The overarching goal of this project is to enable researchers to search and synthesize all biomedical information their institution subscribes to along with publicly available data using the latest in open Large Language Model (LLM) technologies. To enable this, the Oak Ridge Leadership Computing Facility, home of ORNL’s Frontier Exascale supercomputer, will host the “Ask AIthena” application. “Ask AIthena” utilizes state-of-the-art open LLMs to transform biomedical journal articles, pre-print articles, textbooks, clinical databases, etc. into a format that is easy to search and understand and allows users to ask questions from that large text corpus.

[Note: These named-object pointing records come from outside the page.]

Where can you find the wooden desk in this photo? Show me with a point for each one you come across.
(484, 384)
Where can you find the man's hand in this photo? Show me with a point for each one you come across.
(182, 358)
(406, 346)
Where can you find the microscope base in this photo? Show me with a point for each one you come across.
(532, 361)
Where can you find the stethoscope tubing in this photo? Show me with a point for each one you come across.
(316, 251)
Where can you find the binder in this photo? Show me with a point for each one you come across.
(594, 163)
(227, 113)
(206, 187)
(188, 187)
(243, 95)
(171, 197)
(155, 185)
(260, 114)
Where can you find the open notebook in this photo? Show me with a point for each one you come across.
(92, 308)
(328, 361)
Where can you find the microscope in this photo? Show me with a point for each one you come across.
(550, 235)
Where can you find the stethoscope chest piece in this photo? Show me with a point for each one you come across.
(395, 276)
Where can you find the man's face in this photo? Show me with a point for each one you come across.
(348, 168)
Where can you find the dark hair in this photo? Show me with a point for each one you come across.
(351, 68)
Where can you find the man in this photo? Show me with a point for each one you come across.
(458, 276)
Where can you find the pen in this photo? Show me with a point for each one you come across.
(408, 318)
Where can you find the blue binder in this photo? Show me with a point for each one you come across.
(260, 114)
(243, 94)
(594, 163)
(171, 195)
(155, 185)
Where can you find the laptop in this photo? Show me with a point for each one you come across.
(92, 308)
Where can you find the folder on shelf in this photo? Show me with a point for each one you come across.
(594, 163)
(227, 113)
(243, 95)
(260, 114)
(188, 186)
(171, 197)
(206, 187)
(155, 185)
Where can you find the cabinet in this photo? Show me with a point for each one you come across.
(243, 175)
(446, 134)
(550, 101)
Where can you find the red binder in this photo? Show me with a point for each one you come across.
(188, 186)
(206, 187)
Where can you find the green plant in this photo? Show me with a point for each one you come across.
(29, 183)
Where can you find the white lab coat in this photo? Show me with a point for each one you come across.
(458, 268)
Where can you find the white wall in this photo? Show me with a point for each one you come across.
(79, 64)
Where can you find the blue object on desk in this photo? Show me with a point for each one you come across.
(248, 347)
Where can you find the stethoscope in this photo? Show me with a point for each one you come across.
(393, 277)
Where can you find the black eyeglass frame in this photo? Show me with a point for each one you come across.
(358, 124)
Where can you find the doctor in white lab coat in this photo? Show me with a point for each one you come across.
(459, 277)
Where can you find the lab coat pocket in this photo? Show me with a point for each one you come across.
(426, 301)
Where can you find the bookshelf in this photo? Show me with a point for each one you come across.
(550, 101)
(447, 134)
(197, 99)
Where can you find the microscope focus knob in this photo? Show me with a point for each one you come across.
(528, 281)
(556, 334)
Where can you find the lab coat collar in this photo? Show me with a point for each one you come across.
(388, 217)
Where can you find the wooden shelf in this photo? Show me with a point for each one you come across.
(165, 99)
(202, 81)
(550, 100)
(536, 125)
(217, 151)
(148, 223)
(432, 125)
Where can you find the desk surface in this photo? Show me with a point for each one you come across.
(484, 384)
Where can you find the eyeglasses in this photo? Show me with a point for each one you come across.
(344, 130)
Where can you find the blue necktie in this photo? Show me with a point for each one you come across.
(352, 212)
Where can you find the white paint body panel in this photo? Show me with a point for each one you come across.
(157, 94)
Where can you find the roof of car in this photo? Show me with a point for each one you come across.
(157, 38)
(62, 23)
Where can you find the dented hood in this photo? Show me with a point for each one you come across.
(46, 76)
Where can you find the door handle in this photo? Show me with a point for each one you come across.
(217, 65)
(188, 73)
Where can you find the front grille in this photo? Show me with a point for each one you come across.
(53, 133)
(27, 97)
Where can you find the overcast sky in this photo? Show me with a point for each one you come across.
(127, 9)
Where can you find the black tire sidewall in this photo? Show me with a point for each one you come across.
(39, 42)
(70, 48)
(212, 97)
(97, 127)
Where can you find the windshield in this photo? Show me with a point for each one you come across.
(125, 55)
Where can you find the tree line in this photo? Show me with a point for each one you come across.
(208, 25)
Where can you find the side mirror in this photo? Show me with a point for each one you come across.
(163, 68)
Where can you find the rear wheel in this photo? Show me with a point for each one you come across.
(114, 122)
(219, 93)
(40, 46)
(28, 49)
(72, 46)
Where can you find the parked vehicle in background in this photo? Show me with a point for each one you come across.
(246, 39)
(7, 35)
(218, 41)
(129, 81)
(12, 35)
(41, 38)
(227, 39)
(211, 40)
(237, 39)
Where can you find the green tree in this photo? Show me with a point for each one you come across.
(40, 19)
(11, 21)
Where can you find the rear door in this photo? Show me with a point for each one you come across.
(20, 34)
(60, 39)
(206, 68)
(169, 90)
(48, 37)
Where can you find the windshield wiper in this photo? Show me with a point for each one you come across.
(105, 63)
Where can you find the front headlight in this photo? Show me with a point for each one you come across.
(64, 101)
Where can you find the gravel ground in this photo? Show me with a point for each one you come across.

This approach ensures that copywritten material is never shared or used to train a model and that users are only enabled to search and synthesize the subset of content that their institution subscribes to. “Ask AIthena” provides a simple user interface for non-technical users to ask questions, find relevant citations to their query, and have in-depth discussions about the relevant text corpus to understand a topic thoroughly.
The pilot program will only process publicly available abstracts from PubMed and all full-text articles from Arxiv, Chemrxiv, Biorxiv, and Medrxiv. However, this limitation is purely to demonstrate that the approach is feasible at scale and that different sources of information and publishers can be subset easily per user such that only relevant and provisioned information is returned to users.